Strona korzysta z plików cookies w celu realizacji usług i zgodnie z Polityką Plików Cookies.
Nie masz jeszcze konta na RatujemyZwierzaki.pl?
Dziękujemy za wsparcie Hani. Pieniądze uzbierane na zbiórce zostały przeznaczone na opłacenie kosztów jej leczenia. Pozdrawiamy wszystkich Darczyńców.
Ona nie zasłużyła na takie życie!
Kociczka Hania. Była maleństwem, kiedy została znaleziona na skraju lasu. Cud, że przeżyła! Wygłodzona, zmarznięta, odwodniona, ale żywa! I tu zaczyna się gehenna tej dzielnej kociczki.
Nikt nie przypuszczał, że choroba tak długo będzie gnębić to biedne umęczone kocie.
Kiedy pierwszy raz trafiła do lekarza, stwierdzono u niej silne odwodnienie, niedożywienie i ostrą biegunkę. Przeszła wstępne badania kału. Wykryto, liczne jaja glisty i groźnego pierwotniaki jelit i krwi — kokcydię. Po jakimś czasie niestety biegunka pojawiła się i trudno było ja opanować, mimo leków i odpowiedniej karmy.
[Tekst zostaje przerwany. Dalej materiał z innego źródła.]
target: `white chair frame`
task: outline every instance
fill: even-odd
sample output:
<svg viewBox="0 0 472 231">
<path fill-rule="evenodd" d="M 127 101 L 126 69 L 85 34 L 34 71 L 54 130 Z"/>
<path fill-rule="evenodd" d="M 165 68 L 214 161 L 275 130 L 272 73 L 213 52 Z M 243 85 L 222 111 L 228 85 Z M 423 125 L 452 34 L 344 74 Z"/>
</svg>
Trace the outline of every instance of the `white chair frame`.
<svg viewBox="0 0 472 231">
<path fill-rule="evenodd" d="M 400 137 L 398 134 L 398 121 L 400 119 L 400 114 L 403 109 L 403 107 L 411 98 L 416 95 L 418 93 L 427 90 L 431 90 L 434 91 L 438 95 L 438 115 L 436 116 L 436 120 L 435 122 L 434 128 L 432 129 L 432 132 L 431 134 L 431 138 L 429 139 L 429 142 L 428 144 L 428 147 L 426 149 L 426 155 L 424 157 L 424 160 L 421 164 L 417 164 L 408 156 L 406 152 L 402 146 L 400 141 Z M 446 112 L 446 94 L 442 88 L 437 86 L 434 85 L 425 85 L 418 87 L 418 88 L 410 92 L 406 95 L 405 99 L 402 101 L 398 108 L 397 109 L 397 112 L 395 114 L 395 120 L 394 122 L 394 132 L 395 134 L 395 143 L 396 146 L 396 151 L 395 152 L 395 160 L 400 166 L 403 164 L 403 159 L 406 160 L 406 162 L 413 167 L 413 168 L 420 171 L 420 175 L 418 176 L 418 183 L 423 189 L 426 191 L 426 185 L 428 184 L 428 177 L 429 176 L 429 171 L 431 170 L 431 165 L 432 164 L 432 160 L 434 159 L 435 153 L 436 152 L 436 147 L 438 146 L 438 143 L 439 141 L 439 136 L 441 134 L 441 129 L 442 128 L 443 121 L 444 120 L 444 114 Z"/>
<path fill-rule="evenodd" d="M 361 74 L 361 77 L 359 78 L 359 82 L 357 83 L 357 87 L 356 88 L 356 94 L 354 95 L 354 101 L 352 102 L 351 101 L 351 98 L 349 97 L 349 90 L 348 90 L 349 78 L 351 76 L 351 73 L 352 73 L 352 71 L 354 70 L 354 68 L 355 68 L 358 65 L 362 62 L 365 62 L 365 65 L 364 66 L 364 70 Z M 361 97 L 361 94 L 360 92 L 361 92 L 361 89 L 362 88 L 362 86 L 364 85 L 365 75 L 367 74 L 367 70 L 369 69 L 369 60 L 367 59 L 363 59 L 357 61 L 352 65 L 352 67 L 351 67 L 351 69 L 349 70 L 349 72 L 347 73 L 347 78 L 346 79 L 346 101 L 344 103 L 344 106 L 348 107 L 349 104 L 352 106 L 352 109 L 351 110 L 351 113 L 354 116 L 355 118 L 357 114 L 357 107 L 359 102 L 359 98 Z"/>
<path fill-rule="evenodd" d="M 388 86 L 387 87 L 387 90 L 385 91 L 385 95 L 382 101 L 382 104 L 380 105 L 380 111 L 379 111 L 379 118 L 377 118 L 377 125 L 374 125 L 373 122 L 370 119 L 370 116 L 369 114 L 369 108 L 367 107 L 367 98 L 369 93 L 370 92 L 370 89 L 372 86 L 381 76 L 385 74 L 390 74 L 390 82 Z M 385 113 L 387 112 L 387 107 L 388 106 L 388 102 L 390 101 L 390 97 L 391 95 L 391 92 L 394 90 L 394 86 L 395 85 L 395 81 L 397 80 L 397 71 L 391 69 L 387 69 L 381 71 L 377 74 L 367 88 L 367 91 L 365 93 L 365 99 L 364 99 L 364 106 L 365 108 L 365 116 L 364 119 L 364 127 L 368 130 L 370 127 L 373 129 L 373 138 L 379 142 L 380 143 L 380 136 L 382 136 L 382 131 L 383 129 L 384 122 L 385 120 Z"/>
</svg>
Hania znów trafiła do szpitala. W galopującym tempie nastąpiło odwodnienie organizmu, ze względu na niezwykle ostrą biegunkę...
Wykryto u niej ciężki rodzaj kolejnego pierwotniaka tzw. giardie, która niestety jest bardzo trudna do leczenia, długotrwała i bardzo obciąża organizm. Ale choroba była czujna. Znów dała o sobie znać! Po miesiącu względnego spokoju wróciły biegunki. Nie wiadomo z jakiego powodu. Powtórzono badania w kierunku pasożytów i pierwotniaka, ale nic nie wykazały.
To historia przeszłości Hani.
Tak było przez długi czas. Szpital na przemian ze względnym spokojem w chorobie.
Co teraz u Hani? Rowniez trudno. Dalsze losy dalej pod znakiem choroby.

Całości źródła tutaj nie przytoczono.